93 risk genes identified
In children, the condition is usually genetic; however, the hereditary factors responsible are only partially known. The researchers from Harvard and Yale therefore sequenced the genome of almost 500 patients and compared it with the genetic material of healthy individuals. In the process, they came across 93 genes in which mutations lead to hydrocephalus. "Surprisingly, none of these genes are involved in any way in CSF production or transport," emphasizes Kolanus' collaborator Dr. Stefan Weise, one of the two lead authors of the study. "Instead, they seem to be mostly related to brain development."
One hereditary trait that was particularly often mutated in affected individuals is the TRIM71 gene. "We have been studying this gene here in Bonn for several years," Kolanus says. "This is also the reason why our U.S. colleagues contacted us." The international team also introduced the mutations they found into the TRIM71 gene in mice. The model animals then also developed hydrocephalus.
"We then used stem cells here in Bonn to reproduce very early events of brain development in cell culture," Kolanus explains. "This allowed us to show that hydrocephalus mutations of TRIM71 specifically affect these functions. In the future, we will decipher these processes even better with the help of organoids, which are cell clusters that roughly resemble a very simple brain."
Mutations probably make brain more mechanically unstable
The mutations presumably damage the so-called neuroepithelial cells. These line the fluid cavities in the brain from the inside. "We assume that these changes make the neuroepithelium thinner and more mechanically flexible, and that the cavities increase as a result," Stefan Weise believes. "This can then lead to increased cerebrospinal fluid accumulation and thus also to increased intracranial pressure." In this case, hydrocephalus is therefore a consequence of neurodevelopmental disorders in early childhood, which in turn are responsible for the cognitive impairments of the young patients.

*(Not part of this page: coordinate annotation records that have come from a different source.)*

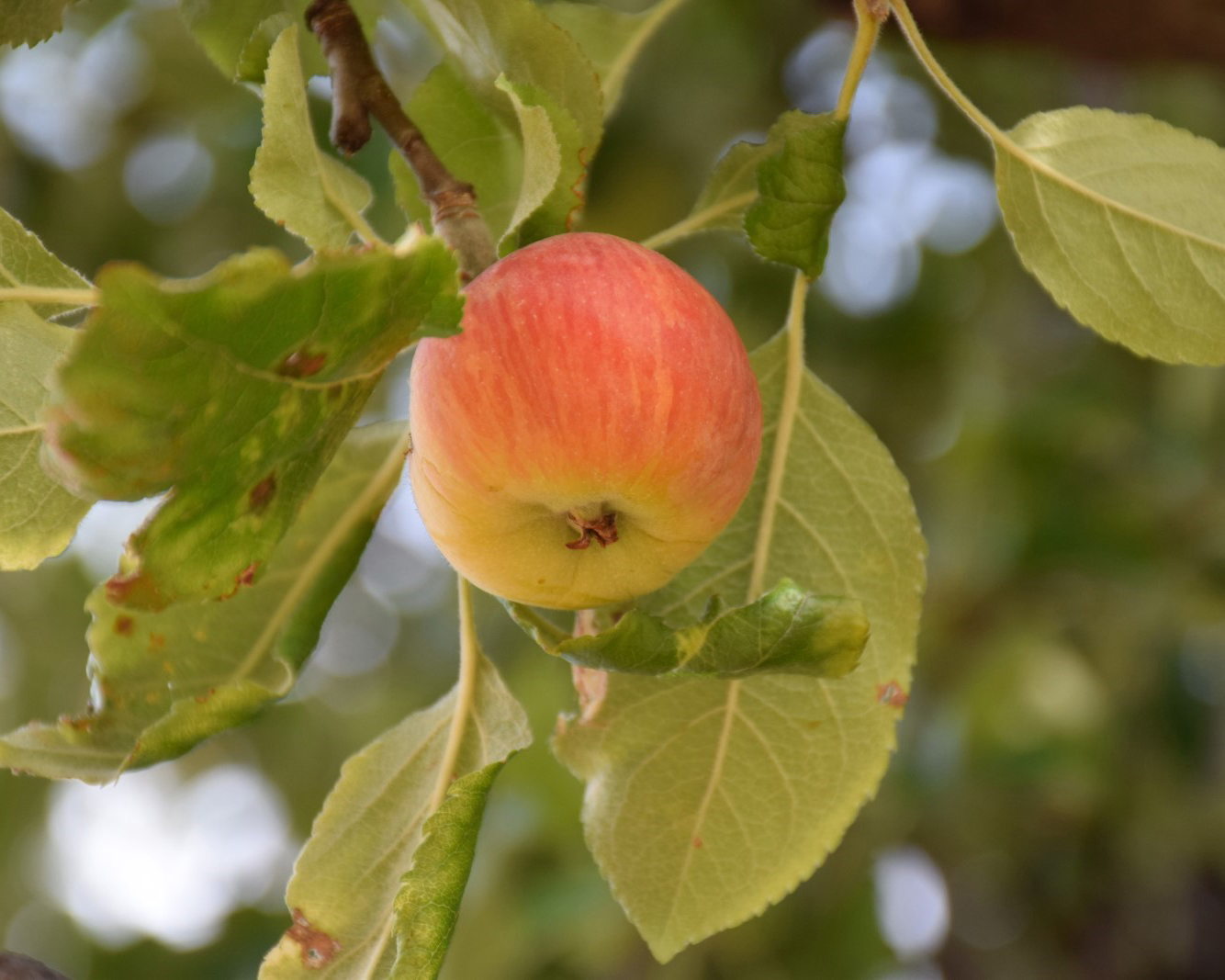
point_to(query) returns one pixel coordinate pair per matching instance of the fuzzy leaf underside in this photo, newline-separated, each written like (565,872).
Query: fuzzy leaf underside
(234,391)
(787,630)
(37,516)
(612,39)
(1121,219)
(708,800)
(428,903)
(732,187)
(343,892)
(554,164)
(529,76)
(235,33)
(26,261)
(301,187)
(31,21)
(164,681)
(470,140)
(799,190)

Usually, hydrocephalus surgery involves the use of a so-called shunt system through which the excess cerebrospinal fluid can be drained. This reduces the pressure in the skull, and accompanying symptoms such as headaches or visual disturbances disappear. However, the cognitive and intellectual limitations usually persist. "Our results explain why this is the case in congenital hydrocephalus," Kolanus says. "The damage doesn't come from increased pressure, but occurs much earlier, during embryonic brain development."
This finding might also have therapeutic consequences. For instance, the insertion of the shunt system is not without risks. Nevertheless, many medical professionals advise it because they fear that the brain abnormalities will otherwise increase. "However, the procedure is probably not useful in all cases in children," says Kolanus.
It may in the future also be possible to diagnose hydrocephalus before birth using genetic testing. Targeted early intervention could then possibly prevent some damage. However, the condition is unlikely to be curable in the foreseeable future. "This would require gene therapy of the embryo in the womb," Kolanus explains. "Right now, it would be way too risky and also legally impossible."